もちろん、全てが同じというわけにはいかないものの、現在のライブハウスでは店内を満員にするまで人を詰め込むわけにもいかない中、いったん記録したライブデーターを何回かに分けて上映することで、ミュージシャンの負担も少なくなりますし、ライブハウスの集客という点でも回数を分けることで集客力が高まる効果が期待されます。直接ミュージシャンと触れ合うことができないのはライブハウスの魅力を一部削ぐような事になってしまうところはあるのですが、バーチャルなライブの再現なら全国どこでも開催でき、それにリモートトークなどをからませれば、今までは大都市に行かなければ体験できなかったライブ感を観衆はある程度体験できるということにもなるでしょう。

個人的には、さらにシステムがバージョンアップして、ミュージシャン特有の音をできるだけライブ会場で直接聞くくらいまでレベルアップしてもらえると、コロナ関連ではない需要が生まれるのではないかと期待するところがあります。
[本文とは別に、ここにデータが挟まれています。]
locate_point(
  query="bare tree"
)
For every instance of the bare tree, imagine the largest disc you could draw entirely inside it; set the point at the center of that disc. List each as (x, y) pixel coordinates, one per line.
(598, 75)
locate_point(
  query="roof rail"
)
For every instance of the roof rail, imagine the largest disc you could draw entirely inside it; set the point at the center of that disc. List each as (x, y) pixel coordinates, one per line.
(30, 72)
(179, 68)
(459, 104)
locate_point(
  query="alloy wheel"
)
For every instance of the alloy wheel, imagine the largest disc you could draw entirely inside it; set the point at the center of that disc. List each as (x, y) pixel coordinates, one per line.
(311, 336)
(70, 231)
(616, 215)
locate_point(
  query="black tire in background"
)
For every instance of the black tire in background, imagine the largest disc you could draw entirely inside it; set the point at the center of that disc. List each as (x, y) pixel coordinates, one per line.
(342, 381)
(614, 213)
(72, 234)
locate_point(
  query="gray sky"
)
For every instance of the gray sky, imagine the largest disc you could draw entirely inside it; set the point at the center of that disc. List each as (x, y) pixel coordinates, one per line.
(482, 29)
どういうことかと言うと、いつの世にも「伝説の」と付くようなミュージシャンのセッションはあると思うのですが、これが音だけで記録されたものではなく、その時のミキサーの操作までライブ時と同じに保たれ、さらにその場の雰囲気もライティングで似せることができるとしたら、伝説の演奏というのはいつでもこのシステムを使って再現できるということになります。

つまり、このシステムで現在の最高のライブパフォーマンスをあらゆるジャンルに渡って記録することを続けていければ、例えば私たちがモーツァルトの指揮するオペラの記録やジャズのチャーリー・パーカーのセッションを当時の雰囲気そのままでライブ会場に出向けば見られるようになるくらいの事が未来には起こるということになります。逆にそうなると、現役のミュージシャンは過去の伝説のミュージシャンと比べられてしまうというところがありますが、逆に自分の能力を伸ばす上での格好の材料にもなるのではないでしょうか。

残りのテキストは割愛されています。